I had been very excited when the concert was announced (at the beginning of October) and then my enthusiasm died down, waiting to be revived before the concert. So at the time of the cancellation announcement, I wasn't jumping up and down with excitement, and so the cancellation didn't cause me to slash my wrists in disappointment. Maybe the man can reschedule for next spring. If it's been nearly 20 years since his last appearance in Israel (Jan 1989), I can wait a few more months or years.
The timing of the American tour was very apt as it allowed airings of a song rarely played by the man: "Mr President (Have pity on the working man)". America in late 2008 is obviously similar to America in 1929. "A few words (in defence of our country)" is also a song which quite possibly could disappear from the set lists, and I have had arguments regarding the future of "Piece of the pie": at the moment, the rich are not getting richer but are losing more money in the stock market than those who don't have any savings.
In anticipation of Randy's visit, I dusted off a set of recordings which I had made in 2001, "Newman sings Newman", which preserved for posterity my take on 13 Randy songs. Listening to this with fresh ears, I was saddened to realise that half of the vocals were out of tune, and those that weren't sounded as if they had been recorded onto cardboard. Whilst the arrangements were ok, the instruments sounded on the hokey side. So I took it upon myself to rerecord the entire record.

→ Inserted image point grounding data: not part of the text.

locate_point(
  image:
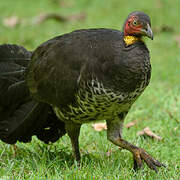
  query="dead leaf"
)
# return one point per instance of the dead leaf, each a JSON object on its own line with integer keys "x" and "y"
{"x": 130, "y": 124}
{"x": 148, "y": 132}
{"x": 99, "y": 126}
{"x": 11, "y": 21}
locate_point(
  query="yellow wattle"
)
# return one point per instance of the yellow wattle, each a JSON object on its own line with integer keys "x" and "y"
{"x": 131, "y": 40}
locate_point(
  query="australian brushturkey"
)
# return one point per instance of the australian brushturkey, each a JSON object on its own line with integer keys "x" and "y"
{"x": 82, "y": 76}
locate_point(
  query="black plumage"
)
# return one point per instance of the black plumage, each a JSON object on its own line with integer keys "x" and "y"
{"x": 84, "y": 76}
{"x": 21, "y": 117}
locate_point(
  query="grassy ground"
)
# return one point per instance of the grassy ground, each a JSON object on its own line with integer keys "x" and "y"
{"x": 157, "y": 108}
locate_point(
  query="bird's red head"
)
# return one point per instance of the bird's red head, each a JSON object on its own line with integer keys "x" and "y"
{"x": 138, "y": 24}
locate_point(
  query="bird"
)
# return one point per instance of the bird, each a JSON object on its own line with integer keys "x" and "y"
{"x": 79, "y": 77}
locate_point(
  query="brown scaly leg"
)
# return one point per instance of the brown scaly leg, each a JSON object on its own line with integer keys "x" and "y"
{"x": 139, "y": 154}
{"x": 73, "y": 131}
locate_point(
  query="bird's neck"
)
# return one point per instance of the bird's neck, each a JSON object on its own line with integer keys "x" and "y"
{"x": 131, "y": 39}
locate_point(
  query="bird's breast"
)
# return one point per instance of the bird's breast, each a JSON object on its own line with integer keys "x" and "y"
{"x": 94, "y": 102}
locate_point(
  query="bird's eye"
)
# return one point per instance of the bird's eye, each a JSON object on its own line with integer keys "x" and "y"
{"x": 134, "y": 23}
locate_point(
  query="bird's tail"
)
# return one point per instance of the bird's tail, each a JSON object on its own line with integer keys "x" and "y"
{"x": 21, "y": 117}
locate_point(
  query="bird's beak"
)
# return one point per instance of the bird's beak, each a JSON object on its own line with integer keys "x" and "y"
{"x": 148, "y": 32}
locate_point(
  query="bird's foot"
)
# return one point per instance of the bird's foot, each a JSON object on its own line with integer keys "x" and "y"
{"x": 139, "y": 155}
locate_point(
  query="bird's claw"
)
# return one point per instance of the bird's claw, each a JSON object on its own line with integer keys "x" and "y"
{"x": 140, "y": 154}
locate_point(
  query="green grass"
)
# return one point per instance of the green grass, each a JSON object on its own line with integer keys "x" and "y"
{"x": 158, "y": 107}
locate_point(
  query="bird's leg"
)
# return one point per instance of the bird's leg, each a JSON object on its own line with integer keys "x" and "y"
{"x": 114, "y": 135}
{"x": 73, "y": 131}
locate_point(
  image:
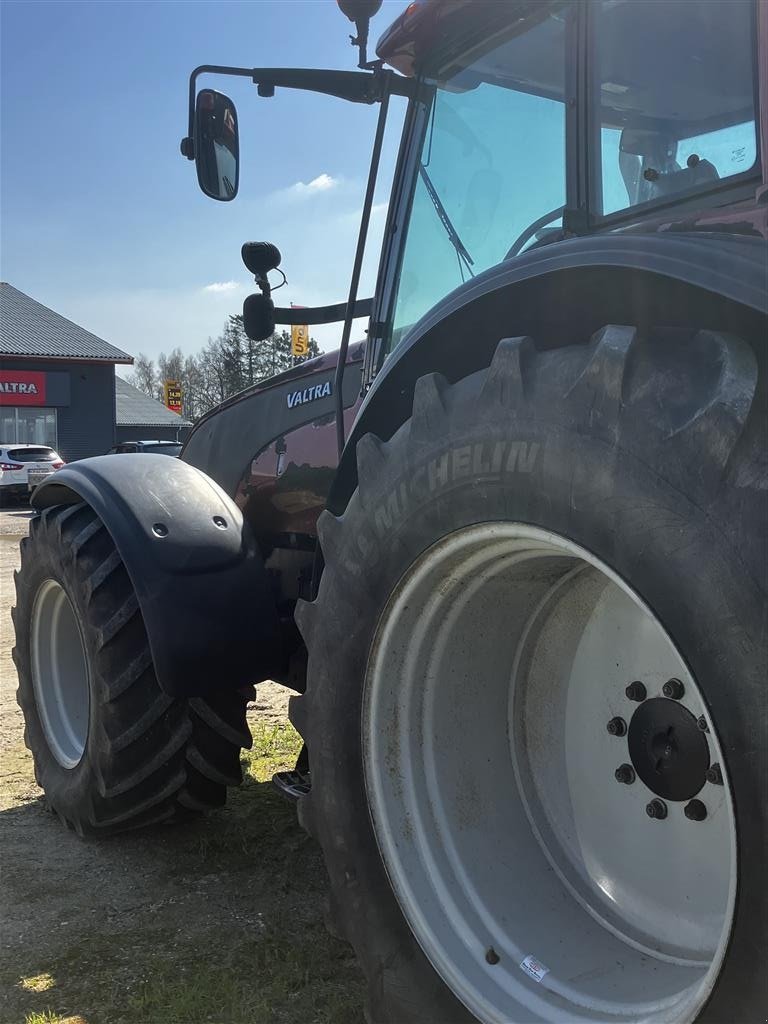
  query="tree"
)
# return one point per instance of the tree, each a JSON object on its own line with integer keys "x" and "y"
{"x": 142, "y": 376}
{"x": 222, "y": 368}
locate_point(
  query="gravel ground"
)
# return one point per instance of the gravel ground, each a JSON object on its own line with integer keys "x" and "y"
{"x": 216, "y": 921}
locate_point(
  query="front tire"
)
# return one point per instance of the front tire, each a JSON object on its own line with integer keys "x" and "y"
{"x": 535, "y": 540}
{"x": 112, "y": 751}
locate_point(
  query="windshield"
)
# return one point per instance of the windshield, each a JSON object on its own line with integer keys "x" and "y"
{"x": 493, "y": 164}
{"x": 672, "y": 115}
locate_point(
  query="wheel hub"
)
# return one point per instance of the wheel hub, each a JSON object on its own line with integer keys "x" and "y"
{"x": 668, "y": 750}
{"x": 59, "y": 674}
{"x": 496, "y": 788}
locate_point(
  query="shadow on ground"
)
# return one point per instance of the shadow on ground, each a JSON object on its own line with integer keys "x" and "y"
{"x": 214, "y": 921}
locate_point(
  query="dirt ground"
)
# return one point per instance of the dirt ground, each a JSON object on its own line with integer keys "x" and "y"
{"x": 219, "y": 920}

This actually went extremely fast as the arrangements were good and simple. I would take a song, make a few changes and corrections, import the MIDI file into Reason, choose some instruments, create a sound file and then sing over it. In most cases, I needed only one or two vocal takes to nail a song, and most songs were completed within a matter of hours.
Listening to the new recordings again, I realised that most were competent but not outstanding, and so decided to improve my take on "Lonely at the top". One evening was spent changing the instruments - the original version was very brassy, and I decided to soften it up. Yesterday evening was spent tuning the arrangement, inventing new instrumental lines (I had been fairly lazy originally) and changing the ending, which now owes a lot more to my style of harmonic thinking than to Randy's. I need to do another mix, as the ending still sounds a bit too abrupt.
I also needed to duplicate the final sung line, "Oh, it's lonely at the top"; I located this line in my vocal file, isolated it, created a new file with just this one line, reversed the stereo, and slotted it in at the correct point. I find this kind of editing fairly hard, but yesterday luck was on my side and the entire process took only a few minutes.